Application cwd in SNAP_APP_PATH vs SNAP_APP_DATA_PATH

Jamie Strandboge jamie at canonical.com
Fri Mar 18 12:40:32 UTC 2016


On Fri, 2016-03-18 at 05:31 -0300, Sergio Schvezov wrote:
> 
> El 18/03/16 a las 04:56, Didier Roche escribió:
> > 
> > Le 17/03/2016 23:17, Kyle Fazzari a écrit :
> > > 
> > > 
> > > On 03/17/2016 06:06 PM, Sergio Schvezov wrote:
> > > > 
> > > > 
> > > > El 04/03/16 a las 13:03, Gustavo Niemeyer escribió:
> > > > > 
> > > > > On Fri, Mar 4, 2016 at 1:01 PM, Didier Roche <didrocks at ubuntu.com
> > > > > <mailto:didrocks at ubuntu.com>> wrote:
> > > > > 
> > > > >     So, they will probably either use:
> > > > >     $SNAP/<path_to_asset_or_helper>
> > > > > 
> > > > > 
> > > > > To be fair, that argument goes both ways. They might just as well do
> > > > > $SNAP_DATA/<path to data>.
> > > > I am very late to this thread, but it seems all apps default to
> > > > SNAP_DATA?
> > > > 
> > > >     ubuntu at localhost:~$ hello-world.env | grep '^PWD='
> > > >     PWD=/var/lib/snaps/hello-world.canonical/6.0
> > > > 
> > > > Why not SNAP_USER_DATA? As a user I cannot do anything on SNAP_DATA
> > > > unless I sudo, if that were the case I'd prefer the current PWD to be
> > > > preserved so at least I know where I am.
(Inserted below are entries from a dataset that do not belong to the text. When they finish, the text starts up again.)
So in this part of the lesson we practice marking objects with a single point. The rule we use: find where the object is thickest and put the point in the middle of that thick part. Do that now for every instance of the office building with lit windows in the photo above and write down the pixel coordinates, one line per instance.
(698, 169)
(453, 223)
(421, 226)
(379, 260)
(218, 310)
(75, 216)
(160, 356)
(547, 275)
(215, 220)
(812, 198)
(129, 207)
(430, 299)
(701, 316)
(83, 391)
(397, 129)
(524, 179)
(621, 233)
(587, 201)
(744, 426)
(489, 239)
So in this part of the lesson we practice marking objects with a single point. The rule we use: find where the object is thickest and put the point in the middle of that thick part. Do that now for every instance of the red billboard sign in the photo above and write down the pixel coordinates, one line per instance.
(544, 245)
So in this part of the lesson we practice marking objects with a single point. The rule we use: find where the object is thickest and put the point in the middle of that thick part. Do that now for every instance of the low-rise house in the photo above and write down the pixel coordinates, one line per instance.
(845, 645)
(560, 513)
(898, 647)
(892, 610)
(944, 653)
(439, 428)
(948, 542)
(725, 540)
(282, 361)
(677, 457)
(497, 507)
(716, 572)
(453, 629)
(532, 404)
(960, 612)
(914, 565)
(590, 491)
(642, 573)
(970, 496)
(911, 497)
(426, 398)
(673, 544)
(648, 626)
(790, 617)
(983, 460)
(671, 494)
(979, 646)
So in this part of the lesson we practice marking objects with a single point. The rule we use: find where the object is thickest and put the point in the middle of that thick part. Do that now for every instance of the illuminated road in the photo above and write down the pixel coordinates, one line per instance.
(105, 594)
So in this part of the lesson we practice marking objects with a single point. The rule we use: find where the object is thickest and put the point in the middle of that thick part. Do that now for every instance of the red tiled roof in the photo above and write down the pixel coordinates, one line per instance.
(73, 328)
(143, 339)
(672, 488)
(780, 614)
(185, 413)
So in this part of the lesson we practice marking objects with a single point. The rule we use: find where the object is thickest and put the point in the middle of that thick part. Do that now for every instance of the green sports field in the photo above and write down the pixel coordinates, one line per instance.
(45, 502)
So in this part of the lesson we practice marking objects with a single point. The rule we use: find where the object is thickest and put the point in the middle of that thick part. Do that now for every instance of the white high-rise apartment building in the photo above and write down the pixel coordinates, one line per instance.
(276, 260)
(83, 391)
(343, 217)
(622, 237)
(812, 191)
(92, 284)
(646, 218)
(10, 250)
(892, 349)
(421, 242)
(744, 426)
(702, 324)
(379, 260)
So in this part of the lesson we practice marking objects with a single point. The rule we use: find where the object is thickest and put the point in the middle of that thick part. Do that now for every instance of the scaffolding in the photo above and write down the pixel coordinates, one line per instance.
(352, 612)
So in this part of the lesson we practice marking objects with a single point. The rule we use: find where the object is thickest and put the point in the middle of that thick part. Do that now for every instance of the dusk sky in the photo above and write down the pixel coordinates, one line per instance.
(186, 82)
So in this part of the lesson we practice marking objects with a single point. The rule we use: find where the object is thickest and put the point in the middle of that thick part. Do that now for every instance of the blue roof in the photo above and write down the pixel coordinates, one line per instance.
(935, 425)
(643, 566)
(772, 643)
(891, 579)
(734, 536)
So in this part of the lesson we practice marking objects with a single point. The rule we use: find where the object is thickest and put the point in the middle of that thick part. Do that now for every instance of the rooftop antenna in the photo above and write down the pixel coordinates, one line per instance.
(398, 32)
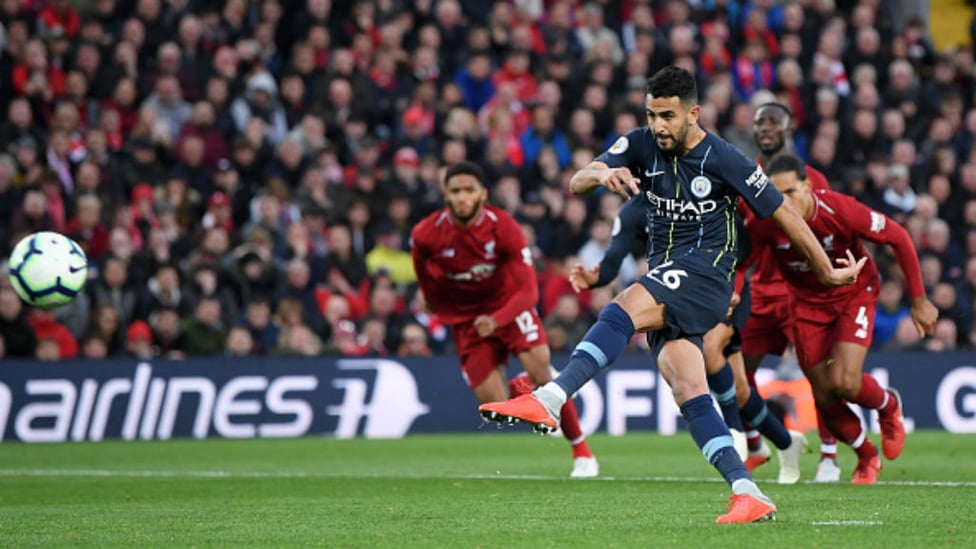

> > > +1 for PWD for binaries, SNAP_DATA for services.
> > I don't think we should have a different data access experience (PWD vs
> > SNAP_DATA) between services and binaries. This brings some inconsistency
> > and creates confusion IMHO.
> > 
> > However, I kind of agree now that this is implemented to rather get
> > SNAP_USER_DATA for commands (as the commands are running as an user) and
> > SNAP_DATA for services (which are running as root), unless we let them
> > running as an user.
> > 
> > Does this make sense to everyone?
> I'd use PWD for everything to avoid confusions.
> 
> Coincidentally though, the systemd units would make use of
> `WorkingDirectory=` to set it to SNAP_DATA for root run services and
> SNAP_USER_DATA for user ones (when those come).
> 
> The binaries one is quite tricky because I'll try to access a file and
> all of the sudden I'll get "No such File or directory" style errors.
> 
> 
>     $ cd ~
>     # in theory this would be just `vim` in the future.
>     $ vim.editor Documents/myfile
> 
> 
> I still prefer SNAP_USER_DATA though.
> 
IMO, SNAP_USER_DATA is fine so long as it is set correctly for the user, ie in
/root/snaps/... for root and /home/.../snaps/... for non-root. Otherwise we
continue to have issues with root owned files and directories in
/home/.../snaps/... that the user has to somehow correct with sudo, etc.